Dimanche bien occupé aujourd'hui, mais j'ai finalement pu aller vers 21 heures sur le blog de Gwen (clic sur le lien pour plus de détails), qui est rentrée de vacances. Et donc, aujourd'hui, il y avait un nouvel atelier avec des consignes strictes :
- écrire trois textes courts (oui, pour moi, c'est un exercice difficile, de faire court !), entre 10 et 20 lignes
- partir d'une phrase et terminer par une autre (en gras dans les textes), la dernière du premier texte étant aussi la première tu deuxième, et la dernière du deuxième étant également la première du dernier. Ca va, vous suivez ???
- les textes ne forment pas obligatoirement une histoire complète, mais doivent résonner entre eux. Qu'est-ce que ça peut bien vouloir dire, ça ???
Donc voilà ce que ça a donné :
Il y avait dans son regard un mélange de tendresse et de douleur, une lumière propre à ceux qui vivent la vie avec infiniment plus d'acuité que les autres.

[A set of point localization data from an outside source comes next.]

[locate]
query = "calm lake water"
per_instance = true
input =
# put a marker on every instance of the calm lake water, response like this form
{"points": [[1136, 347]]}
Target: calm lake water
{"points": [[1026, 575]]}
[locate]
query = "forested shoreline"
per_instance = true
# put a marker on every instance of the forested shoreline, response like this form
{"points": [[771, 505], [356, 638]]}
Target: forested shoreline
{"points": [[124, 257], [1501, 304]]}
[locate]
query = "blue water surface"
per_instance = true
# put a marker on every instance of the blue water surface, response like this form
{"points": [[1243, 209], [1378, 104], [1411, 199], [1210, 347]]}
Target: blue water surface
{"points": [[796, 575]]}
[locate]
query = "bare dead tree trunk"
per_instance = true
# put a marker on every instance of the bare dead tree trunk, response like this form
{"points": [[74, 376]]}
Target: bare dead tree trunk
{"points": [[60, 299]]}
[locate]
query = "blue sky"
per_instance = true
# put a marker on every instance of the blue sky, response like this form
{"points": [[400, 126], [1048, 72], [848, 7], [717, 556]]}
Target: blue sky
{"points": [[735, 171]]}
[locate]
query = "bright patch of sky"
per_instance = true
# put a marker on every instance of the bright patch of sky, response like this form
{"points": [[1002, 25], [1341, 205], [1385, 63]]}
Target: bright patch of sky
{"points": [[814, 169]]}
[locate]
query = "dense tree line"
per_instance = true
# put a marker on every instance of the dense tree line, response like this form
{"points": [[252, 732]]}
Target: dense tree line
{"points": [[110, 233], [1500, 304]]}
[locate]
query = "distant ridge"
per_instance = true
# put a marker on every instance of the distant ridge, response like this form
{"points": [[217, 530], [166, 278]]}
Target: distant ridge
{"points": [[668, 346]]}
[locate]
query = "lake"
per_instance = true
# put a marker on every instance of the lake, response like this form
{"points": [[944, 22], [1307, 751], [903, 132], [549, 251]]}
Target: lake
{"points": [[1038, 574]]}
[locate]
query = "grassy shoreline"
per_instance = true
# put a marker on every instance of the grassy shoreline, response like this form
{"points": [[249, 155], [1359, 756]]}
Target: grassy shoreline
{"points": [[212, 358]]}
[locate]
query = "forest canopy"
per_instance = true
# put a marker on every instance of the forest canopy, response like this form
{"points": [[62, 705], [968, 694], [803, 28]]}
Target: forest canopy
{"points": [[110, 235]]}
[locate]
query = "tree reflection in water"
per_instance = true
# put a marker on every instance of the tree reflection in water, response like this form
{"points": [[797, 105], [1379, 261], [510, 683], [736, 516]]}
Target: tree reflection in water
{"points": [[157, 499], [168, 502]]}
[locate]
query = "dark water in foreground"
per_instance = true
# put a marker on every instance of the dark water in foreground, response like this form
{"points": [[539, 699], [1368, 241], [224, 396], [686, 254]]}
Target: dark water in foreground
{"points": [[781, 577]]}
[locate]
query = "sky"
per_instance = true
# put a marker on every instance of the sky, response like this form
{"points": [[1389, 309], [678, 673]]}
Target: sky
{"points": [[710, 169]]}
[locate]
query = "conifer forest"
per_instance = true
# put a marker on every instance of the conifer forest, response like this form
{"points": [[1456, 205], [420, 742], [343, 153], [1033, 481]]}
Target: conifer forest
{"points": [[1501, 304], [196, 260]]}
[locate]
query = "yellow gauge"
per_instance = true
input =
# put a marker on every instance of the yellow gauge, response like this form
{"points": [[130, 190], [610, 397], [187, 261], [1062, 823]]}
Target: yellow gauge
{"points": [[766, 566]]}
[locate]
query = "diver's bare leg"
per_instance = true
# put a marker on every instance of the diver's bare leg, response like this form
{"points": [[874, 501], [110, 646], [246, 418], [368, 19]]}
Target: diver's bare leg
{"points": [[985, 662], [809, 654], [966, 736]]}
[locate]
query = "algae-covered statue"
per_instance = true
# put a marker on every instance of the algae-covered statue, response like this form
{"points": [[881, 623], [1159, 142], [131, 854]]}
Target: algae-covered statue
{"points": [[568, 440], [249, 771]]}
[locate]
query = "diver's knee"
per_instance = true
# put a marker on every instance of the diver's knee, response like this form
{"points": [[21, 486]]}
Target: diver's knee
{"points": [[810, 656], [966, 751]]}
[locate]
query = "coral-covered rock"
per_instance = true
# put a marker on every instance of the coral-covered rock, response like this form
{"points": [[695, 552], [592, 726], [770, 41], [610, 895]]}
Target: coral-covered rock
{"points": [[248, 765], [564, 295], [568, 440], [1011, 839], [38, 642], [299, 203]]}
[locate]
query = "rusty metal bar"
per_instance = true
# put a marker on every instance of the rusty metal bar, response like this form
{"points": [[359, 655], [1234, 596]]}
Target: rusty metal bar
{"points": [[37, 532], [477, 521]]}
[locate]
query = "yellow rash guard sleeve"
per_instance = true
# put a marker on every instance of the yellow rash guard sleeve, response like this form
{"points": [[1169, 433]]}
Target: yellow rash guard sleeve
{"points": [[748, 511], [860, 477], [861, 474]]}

Dans la cuisine, je reprends mon souffle. Il m'énerve, il m'énerve ! Je ne devrais pas, je me sens si inférieure, si inefficace et insignifiante... Et pourtant, il m'aime ! C'est ça qui me rend dingue ! Il m'aime. Et pour quelle raison ? Hein ?? Comment c'est possible qu'il m'aime comme ça ? On dirait qu'il sait tout de moi, de mes pensées, de mes doutes, de mes erreurs, et qu'il me les pardonne à l'avance, que rien ne le surprend, tout est bien, toujours ! Mais comment cela est-ce possible ? Il va bien finir par exploser, non ? Je ne l'ai pas poussé assez à bout, je sais pourtant ce qu'il veut, ce qu'il aimerait que je sois, que je fasse, que je dise. Mais non. Je ne le ferai pas, parce que je veux être vivante rien qu'une fois ! Une seule. Une seule fois où il va réagir et où je pourrai me rendre compte qu'il est humain. Simplement humain. Parce qu'il n'est pas parfait, quand même ! Ce serait tellement ennuyeux...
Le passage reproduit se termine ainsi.